The transformations used must be appropriate for the given type of image (color, greyscale, bitmap) and must also select the data to be manipulated in such a way as to balance robustness and quality degradation.

One possibility for such a transformation is using the DCT used in the JPEG compression algorithm.

Images transformed into the frequency domain have the majority of information at low frequencies, high frequencies have less visual impact. The concentration of spectral energy

E(k,l) = Y2(k,l)/2, |k,l| > 0.
E(0,0) = Y2(0,0)

is in the lower frequency coefficients

|k,l| < 4.5

where |k,l| is the standard Euclidean norm of the vector (k,l). The spectral power is also expected to be a nonincreasing function of the normal of the frequency vector

Y(k1,l1) >= Y(k2,l2) for |k1,l1| < |k2,l2|
and
Y(k1,l1) = Y(k2,l2) for |k1,l1| = |k2,l2|

Due to the observation above it is permissible to use a coarser quantization on the higher frequency coefficients than on lower frequency coefficients; this is used by the JPEG transform quantizer by increasing qs(k,l) as a function of the increasing frequency vector normal.

qs(k1,l1) > qs(k2,l2) for |k1,l1| > |k2,l2|
and
qs(k1,l1) = qs(k2,l2) for |k1,l1| = |k2,l2|

Using these assumptions several signals can be derived from the image data Y(i,j) which meet the requirements for embedding the watermark signal.
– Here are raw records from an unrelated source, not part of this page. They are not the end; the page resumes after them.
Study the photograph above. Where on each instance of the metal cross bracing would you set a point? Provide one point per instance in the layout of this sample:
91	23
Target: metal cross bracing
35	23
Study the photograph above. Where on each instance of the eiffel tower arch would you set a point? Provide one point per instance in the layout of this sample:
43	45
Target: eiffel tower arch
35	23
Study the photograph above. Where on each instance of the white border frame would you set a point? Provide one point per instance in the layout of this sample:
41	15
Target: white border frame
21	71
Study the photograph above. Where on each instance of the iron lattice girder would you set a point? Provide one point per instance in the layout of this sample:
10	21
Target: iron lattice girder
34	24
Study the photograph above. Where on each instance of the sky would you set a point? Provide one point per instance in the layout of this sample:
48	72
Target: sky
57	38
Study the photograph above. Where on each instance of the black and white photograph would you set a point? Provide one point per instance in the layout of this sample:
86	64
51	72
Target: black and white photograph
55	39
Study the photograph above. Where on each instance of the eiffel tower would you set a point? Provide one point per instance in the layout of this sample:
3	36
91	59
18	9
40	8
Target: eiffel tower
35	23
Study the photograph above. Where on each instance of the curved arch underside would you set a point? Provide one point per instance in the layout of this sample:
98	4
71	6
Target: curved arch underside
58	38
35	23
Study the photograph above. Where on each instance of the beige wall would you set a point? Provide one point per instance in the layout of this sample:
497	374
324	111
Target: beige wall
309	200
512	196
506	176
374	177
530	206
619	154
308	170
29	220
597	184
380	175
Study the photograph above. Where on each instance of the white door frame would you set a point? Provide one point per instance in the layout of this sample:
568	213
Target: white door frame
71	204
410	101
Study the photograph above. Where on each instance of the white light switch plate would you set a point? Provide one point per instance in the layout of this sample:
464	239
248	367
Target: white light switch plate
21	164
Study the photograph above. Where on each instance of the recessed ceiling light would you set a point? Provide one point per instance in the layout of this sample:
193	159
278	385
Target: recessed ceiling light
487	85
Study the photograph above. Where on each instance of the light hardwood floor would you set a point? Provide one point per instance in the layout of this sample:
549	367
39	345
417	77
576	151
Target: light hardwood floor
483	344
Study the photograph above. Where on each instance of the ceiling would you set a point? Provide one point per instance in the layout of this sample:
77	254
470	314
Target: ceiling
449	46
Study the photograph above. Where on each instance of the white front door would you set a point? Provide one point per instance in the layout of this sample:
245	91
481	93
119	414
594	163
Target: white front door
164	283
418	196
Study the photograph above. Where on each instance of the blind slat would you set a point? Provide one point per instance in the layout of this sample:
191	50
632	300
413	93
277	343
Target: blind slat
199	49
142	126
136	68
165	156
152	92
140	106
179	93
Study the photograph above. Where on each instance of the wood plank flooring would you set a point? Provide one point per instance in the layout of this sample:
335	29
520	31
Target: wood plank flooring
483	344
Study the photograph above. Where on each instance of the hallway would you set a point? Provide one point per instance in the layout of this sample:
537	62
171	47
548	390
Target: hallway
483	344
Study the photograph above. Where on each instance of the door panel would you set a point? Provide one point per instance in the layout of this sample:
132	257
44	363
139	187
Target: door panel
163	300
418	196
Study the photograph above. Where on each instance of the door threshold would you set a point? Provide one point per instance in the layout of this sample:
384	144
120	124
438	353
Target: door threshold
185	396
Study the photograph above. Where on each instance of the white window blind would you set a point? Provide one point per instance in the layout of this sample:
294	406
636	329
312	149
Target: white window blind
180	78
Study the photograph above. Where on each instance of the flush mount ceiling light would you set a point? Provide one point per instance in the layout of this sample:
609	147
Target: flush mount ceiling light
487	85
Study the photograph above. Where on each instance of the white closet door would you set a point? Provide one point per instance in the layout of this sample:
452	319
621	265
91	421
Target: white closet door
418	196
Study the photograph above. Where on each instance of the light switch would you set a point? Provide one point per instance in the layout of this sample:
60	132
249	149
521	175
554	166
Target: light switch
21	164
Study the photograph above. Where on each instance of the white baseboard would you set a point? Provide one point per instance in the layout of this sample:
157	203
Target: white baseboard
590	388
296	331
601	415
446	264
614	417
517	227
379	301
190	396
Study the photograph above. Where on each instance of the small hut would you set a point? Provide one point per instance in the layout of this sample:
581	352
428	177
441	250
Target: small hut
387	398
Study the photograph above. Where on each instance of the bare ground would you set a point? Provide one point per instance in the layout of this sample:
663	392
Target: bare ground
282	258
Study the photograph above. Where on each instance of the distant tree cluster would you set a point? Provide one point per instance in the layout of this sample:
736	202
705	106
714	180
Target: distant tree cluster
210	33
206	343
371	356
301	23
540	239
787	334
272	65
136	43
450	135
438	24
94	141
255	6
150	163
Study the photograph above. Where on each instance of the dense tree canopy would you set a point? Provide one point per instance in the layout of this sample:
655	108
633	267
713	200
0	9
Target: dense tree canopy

Figure 3: Example of marked and unmarked images
(photos courtesy of NASA)
OriginalMarked
Thumbnail of Hubble Space Telescope repair, unmarked.
          Click on image to obtain full-size TIFF image (1.1 MB) Thumbnail of Hubble Space Telescope repair, marked.
          Click on image to obtain full-size TIFF image (1.1 MB)

It should be noted that the algorithm is robust against the distortions and quality losses induced by digital/analog (printing) and subsequent analog/digital (scanning) conversions, provided the two conversions occur at a sufficient quality level.